Contact: -9 hours 30 minutes

Kris finished her shower and dressed carefully in the whites prepared for her. Today she might get killed, but there was no need for a bulletproof body stocking. They didn't make one to stop an 18-inch laser.

At least she'd managed another hour catnap. She actually felt rested. Dressed, she settled the blue beret fancied by the PF sailors on her head. Since they spent most of their time with their heads in a brain bucket, they needed something easy to stuff in a pocket. To the uniform groans of the rest of the Navy, they'd settled on a Navy blue felt beret with their boat's insignia holding pride of place.

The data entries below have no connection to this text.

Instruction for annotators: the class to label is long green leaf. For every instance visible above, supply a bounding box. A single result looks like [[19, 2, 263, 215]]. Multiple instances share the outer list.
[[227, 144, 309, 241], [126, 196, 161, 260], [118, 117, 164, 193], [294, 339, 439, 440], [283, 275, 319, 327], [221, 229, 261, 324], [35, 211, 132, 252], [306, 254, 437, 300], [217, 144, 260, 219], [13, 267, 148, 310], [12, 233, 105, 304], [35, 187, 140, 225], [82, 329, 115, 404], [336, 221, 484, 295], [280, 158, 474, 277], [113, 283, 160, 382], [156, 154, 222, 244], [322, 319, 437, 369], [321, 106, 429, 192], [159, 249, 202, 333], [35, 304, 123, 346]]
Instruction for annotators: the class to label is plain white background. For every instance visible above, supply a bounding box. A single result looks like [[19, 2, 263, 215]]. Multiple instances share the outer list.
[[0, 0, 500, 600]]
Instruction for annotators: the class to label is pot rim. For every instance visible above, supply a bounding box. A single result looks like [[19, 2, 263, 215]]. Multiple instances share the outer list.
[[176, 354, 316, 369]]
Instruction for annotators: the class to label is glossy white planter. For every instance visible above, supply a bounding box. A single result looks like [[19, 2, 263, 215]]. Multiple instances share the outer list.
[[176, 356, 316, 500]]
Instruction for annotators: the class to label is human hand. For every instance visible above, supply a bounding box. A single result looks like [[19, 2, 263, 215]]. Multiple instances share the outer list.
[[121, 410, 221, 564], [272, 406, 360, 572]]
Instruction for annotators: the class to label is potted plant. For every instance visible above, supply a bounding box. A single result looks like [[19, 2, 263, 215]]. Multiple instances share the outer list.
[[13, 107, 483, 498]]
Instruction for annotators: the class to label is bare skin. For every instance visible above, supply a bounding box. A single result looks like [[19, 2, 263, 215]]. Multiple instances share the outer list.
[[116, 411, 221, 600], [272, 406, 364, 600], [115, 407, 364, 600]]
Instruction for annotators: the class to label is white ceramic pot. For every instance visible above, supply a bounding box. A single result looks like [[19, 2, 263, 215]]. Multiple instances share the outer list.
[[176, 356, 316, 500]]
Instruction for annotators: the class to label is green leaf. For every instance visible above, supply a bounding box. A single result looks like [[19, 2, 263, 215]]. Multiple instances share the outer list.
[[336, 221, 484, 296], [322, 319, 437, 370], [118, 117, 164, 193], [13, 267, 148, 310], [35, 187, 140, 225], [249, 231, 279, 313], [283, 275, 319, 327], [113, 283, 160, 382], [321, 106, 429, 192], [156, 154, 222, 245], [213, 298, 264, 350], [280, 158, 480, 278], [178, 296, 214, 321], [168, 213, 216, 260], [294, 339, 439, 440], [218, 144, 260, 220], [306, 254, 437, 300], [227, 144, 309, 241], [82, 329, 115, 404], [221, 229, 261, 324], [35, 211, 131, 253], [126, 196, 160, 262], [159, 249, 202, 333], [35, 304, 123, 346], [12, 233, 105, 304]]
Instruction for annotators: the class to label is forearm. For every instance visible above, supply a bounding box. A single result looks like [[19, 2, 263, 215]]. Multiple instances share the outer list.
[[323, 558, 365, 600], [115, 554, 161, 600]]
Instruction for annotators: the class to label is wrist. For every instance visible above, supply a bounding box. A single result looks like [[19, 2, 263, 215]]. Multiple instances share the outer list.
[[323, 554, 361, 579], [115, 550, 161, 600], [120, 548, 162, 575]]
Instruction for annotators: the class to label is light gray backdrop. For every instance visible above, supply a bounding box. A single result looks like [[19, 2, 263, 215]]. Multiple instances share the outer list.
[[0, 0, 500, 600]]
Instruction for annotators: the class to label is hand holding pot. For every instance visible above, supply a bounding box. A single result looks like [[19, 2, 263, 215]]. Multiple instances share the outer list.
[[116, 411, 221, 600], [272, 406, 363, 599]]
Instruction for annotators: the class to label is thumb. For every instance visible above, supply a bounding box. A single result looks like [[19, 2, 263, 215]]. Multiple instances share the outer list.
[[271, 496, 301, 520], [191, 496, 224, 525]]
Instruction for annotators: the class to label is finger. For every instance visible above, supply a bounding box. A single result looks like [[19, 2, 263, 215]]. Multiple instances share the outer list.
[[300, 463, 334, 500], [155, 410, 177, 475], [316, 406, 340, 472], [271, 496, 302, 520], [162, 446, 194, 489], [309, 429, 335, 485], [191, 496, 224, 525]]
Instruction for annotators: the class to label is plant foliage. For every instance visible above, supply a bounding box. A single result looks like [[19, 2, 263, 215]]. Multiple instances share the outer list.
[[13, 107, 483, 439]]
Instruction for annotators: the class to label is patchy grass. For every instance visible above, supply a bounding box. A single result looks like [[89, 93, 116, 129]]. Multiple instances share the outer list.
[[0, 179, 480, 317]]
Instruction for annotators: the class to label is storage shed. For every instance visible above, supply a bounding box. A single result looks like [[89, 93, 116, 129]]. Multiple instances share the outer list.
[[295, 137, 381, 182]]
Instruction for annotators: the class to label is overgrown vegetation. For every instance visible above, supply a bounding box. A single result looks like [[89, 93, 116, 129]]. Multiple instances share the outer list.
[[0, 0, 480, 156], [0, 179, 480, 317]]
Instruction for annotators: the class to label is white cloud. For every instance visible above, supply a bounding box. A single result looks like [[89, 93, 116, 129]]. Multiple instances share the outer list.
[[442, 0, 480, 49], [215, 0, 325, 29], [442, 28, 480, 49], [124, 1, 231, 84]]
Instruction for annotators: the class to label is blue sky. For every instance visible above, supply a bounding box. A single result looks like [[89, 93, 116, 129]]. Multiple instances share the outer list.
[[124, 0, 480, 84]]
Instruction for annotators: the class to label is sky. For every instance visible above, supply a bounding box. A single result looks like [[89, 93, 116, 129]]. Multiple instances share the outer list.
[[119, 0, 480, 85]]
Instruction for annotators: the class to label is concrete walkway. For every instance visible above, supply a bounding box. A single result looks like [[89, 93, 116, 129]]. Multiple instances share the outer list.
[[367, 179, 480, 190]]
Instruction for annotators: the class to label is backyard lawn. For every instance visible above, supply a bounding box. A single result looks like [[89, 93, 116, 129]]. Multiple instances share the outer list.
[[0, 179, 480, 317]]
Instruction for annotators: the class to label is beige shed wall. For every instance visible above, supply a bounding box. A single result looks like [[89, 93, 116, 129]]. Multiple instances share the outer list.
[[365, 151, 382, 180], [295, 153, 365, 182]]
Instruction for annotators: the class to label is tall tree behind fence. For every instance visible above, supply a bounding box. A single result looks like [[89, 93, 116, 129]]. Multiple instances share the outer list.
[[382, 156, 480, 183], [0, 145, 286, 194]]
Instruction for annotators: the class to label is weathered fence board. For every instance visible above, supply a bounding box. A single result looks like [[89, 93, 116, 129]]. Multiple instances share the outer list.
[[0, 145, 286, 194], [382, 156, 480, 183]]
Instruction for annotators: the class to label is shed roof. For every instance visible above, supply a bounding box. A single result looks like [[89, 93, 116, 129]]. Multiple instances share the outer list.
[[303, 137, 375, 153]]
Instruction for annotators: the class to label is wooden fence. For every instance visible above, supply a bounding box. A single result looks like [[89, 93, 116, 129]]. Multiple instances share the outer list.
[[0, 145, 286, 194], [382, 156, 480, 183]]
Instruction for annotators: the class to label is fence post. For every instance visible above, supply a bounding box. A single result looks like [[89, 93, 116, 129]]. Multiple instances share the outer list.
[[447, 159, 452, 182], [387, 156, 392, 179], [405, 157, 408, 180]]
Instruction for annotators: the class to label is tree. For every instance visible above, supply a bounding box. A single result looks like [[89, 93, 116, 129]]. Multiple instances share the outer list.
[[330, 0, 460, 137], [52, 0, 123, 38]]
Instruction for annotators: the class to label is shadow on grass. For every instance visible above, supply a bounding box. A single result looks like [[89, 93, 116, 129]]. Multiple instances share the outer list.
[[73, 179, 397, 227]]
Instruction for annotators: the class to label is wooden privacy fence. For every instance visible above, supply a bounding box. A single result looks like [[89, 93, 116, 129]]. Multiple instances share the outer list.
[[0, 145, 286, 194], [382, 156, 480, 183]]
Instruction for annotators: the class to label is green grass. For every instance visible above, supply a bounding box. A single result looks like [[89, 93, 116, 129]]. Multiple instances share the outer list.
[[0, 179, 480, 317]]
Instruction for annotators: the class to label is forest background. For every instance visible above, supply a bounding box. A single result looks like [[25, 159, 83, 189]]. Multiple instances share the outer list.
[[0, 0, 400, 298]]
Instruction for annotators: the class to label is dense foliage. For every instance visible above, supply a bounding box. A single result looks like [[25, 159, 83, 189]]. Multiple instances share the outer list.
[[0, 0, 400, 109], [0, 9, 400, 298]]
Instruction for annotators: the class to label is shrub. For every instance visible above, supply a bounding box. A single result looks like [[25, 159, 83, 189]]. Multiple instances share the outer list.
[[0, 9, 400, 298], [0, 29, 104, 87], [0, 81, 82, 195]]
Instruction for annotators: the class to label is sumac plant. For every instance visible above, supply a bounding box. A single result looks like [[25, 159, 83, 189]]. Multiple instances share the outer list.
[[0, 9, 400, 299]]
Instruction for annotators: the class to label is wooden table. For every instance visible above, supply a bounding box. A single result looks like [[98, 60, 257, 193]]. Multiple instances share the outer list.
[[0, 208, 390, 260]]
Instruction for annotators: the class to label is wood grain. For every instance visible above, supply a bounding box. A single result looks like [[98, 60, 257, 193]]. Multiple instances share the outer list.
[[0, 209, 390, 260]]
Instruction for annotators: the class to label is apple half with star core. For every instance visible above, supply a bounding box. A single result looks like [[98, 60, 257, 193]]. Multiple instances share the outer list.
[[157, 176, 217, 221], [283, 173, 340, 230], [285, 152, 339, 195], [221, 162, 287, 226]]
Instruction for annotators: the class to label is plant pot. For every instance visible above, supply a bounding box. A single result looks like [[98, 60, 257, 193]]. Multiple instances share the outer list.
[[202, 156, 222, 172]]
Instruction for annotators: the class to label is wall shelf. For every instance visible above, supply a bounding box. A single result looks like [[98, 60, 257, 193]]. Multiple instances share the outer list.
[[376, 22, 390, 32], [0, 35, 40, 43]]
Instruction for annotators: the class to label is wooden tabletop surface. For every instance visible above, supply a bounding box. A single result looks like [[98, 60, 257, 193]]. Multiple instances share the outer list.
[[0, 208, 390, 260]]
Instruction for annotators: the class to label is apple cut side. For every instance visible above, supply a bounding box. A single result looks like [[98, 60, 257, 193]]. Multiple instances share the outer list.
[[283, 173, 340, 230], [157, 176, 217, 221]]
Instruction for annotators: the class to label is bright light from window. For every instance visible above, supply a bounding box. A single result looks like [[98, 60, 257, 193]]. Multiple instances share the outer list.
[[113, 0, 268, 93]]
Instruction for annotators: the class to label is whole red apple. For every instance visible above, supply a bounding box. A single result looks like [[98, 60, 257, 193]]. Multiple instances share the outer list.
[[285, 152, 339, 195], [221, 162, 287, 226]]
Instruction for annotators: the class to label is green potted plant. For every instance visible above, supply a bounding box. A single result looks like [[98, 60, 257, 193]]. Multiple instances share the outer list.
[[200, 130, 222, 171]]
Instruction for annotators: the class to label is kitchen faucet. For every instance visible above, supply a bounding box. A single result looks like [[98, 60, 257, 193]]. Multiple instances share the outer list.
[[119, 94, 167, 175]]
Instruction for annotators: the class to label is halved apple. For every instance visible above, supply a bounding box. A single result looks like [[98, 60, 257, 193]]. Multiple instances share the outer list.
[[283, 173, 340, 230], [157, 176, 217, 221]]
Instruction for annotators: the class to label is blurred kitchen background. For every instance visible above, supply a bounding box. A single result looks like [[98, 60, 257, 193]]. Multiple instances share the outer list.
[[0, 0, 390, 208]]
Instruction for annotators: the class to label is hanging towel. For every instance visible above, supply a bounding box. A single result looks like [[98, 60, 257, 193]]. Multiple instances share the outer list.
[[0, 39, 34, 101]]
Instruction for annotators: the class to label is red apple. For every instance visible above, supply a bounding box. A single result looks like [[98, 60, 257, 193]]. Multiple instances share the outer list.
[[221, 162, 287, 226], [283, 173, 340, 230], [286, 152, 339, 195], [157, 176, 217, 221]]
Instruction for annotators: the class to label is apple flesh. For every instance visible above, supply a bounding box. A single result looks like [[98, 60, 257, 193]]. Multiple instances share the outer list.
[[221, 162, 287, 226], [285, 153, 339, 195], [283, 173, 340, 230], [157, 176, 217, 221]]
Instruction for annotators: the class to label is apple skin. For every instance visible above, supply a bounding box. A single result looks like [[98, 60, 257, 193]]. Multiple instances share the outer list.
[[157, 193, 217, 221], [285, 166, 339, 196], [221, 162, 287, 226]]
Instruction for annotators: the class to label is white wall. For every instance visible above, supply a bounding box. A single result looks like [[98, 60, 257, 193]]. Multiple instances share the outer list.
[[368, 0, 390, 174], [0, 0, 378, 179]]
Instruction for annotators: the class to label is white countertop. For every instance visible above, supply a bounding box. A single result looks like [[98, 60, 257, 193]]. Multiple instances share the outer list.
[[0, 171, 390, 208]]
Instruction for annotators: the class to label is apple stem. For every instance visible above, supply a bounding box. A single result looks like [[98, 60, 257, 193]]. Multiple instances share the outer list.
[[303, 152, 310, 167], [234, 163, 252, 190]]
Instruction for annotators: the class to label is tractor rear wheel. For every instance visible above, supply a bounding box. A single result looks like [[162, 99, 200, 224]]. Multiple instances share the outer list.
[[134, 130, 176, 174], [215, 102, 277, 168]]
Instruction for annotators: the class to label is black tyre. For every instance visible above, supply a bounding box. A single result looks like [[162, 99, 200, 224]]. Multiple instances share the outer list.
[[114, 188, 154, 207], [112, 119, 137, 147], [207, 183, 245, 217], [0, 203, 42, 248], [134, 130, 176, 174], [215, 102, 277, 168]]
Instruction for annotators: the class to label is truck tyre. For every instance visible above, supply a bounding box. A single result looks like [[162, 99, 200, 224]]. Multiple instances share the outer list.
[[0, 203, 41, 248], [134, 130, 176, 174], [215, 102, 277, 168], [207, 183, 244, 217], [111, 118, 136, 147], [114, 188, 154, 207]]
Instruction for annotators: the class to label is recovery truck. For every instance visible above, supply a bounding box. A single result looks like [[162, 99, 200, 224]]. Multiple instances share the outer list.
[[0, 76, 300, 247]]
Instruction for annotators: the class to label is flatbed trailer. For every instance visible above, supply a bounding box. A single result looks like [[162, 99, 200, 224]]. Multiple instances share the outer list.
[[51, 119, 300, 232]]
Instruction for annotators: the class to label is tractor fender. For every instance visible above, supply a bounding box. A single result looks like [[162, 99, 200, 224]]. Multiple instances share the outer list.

The Commodore had tried to have them adopt a squadron emblem; they'd insisted on their own boats'. Today, Kris wore the Commodore's squadron emblem as befitted a squadron Commander.

''Kris, we need you quick,'' came as a holler from CIC.

Kris ran for the combat center and almost tripped over the airtight door. There weren't that many on a PF. If a PF took a hit, it wasn't really going to matter.

''Shut up. We'll have an answer for you in just a minute,'' Sandy was snapping into Beni's commlink.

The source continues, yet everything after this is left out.